Liquid Bricks

June 25, 2009

by Karen M. Kroll

With many banks continuing their cautious ways -- about 40 percent of respondents to the Federal Reserve's Senior Loan Office Opinion Survey from April had tightened credit standards; none had eased them -- treasurers and other financial execs are looking at a range of financing options. One that's getting attention is sale-leaseback transactions.

As the term suggests, with a sale-leaseback, a company sells a property to an investor, which could be an investment fund, a real estate investment trust (REIT), or an individual, and gains the proceeds. The company then agrees to make ongoing lease payments and continues operating in the facility.

While the volume of commercial real estate transactions overall is down, the ratio of sale-leaseback deals has increased, reports Real Capital Analytics, a real estate research firm. Sale-leasebacks through May of this year accounted for 8.6 percent of all commercial real estate sales of $5 million and up. This compares with 7.3 percent for all of 2008 and is the highest percentage in the past 9 years, says Jessica Ruderman, senior market analyst with RCA.

Sale-leasebacks also are being used by more midmarket companies, says David Steinwedell, senior partner with AIC Ventures, a provider of alternative financing solutions, including sale leasebacks, for midmarket firms. Many businesses view the deals as a way to free up cash, says Steinwedell. "Companies can earn more dollars on their business than their real estate."

"Our philosophy is that we don't want to tie up our capital in our buildings," says Terry Braatz, treasurer with $1.6 billion Actuant Corporation, a provider of hydraulic and electrical tools and supplies, as well as motion control systems and other products. "We use sale-leasebacks as an opportunistic financing tool." In January 2008, Actuant completed a sale-leaseback, totaling about $10 million, on three manufacturing facilities in Illinois, Iowa, and Pennsylvania.

Actuant had picked up the properties via acquisitions it had completed several years earlier. When the company ends up with real estate as part of an acquisition, and if it's clear that Actuant will use the property on a long-term basis, management then decides whether it to sell it and lease it back. For industrial real estate, Braatz says, the "sweet spot" in leaseback terms is at least about 10 years. Shorter time periods scare off investors, who don't want to be continually finding new tenants. Actuant also tries to package several properties within one transaction. "You have a broader investor universe if the size is bigger," Braatz says.

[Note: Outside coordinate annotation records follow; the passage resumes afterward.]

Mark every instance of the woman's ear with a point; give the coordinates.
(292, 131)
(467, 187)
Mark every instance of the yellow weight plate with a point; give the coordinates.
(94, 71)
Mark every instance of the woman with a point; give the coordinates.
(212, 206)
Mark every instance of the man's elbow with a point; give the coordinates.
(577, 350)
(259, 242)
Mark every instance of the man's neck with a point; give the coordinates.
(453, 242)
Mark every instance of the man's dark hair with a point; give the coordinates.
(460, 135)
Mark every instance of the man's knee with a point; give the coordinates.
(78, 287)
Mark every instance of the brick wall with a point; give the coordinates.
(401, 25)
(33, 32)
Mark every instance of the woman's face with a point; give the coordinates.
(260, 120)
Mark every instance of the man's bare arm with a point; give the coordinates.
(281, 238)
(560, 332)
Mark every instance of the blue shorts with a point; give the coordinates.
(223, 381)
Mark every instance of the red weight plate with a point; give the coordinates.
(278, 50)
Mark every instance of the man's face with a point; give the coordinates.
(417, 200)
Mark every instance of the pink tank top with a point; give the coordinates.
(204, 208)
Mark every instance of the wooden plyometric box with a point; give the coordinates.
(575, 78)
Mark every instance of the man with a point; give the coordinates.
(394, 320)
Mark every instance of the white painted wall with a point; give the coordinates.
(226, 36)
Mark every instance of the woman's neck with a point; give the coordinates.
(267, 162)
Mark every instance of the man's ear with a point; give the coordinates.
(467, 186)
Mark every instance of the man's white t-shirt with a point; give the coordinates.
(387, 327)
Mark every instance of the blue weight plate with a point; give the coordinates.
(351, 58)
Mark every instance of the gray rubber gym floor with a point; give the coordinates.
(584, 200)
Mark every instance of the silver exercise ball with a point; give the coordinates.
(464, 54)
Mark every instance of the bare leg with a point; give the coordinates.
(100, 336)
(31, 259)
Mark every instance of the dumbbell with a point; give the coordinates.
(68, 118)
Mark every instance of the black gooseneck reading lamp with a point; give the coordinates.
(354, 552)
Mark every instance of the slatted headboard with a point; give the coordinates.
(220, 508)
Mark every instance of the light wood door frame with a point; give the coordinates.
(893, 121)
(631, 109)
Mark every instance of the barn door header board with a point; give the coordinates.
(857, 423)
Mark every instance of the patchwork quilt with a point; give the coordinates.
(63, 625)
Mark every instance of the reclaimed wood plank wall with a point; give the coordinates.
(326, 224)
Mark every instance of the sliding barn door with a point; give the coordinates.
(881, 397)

Braatz noted that the environment for completing all real estate deals, including sale-leasebacks, "is a little more challenging," today. This is a result of both less investor capital and uncertain real estate values.

Talking About Sale-Leasebacks

As a result, more discussions than sale-leaseback deals actually are taking place, says Gerald Levin, senior managing director with Mesirow Financial, a Chicago-based financial services firm. Behind the disconnect, he says, is the difficulty that potential buyers have in finding lenders willing to support deals of about $50 million or more. "Big deals are very hard to do because no one source of financing is comfortable committing more than about $30 million." The sale-leasebacks that are taking place are with strong, investment-grade credits, he adds.

Moreover, some potential sellers haven't accepted the drop in commercial real estate prices, Levin notes. This has prompted some to hold on to their properties until the market bounces back.

Languishing real estate prices affect the sale-leaseback market in other ways, says Ben Harris, managing director and head of U.S. investments with W.P. Carey & Co. LLC. Until a couple of years ago, "the sale-leaseback market had been a significant recipient of 1031 exchange capital." A 1031 exchange, named for a section of the tax code, allows an investor who sells a real estate holding and reinvests the proceeds in another investment property to defer any capital gains tax hit. With real estate values falling, there's less need for sellers to defer tax hits. "It's a high-class problem that people don't have to worry about now," Harris says.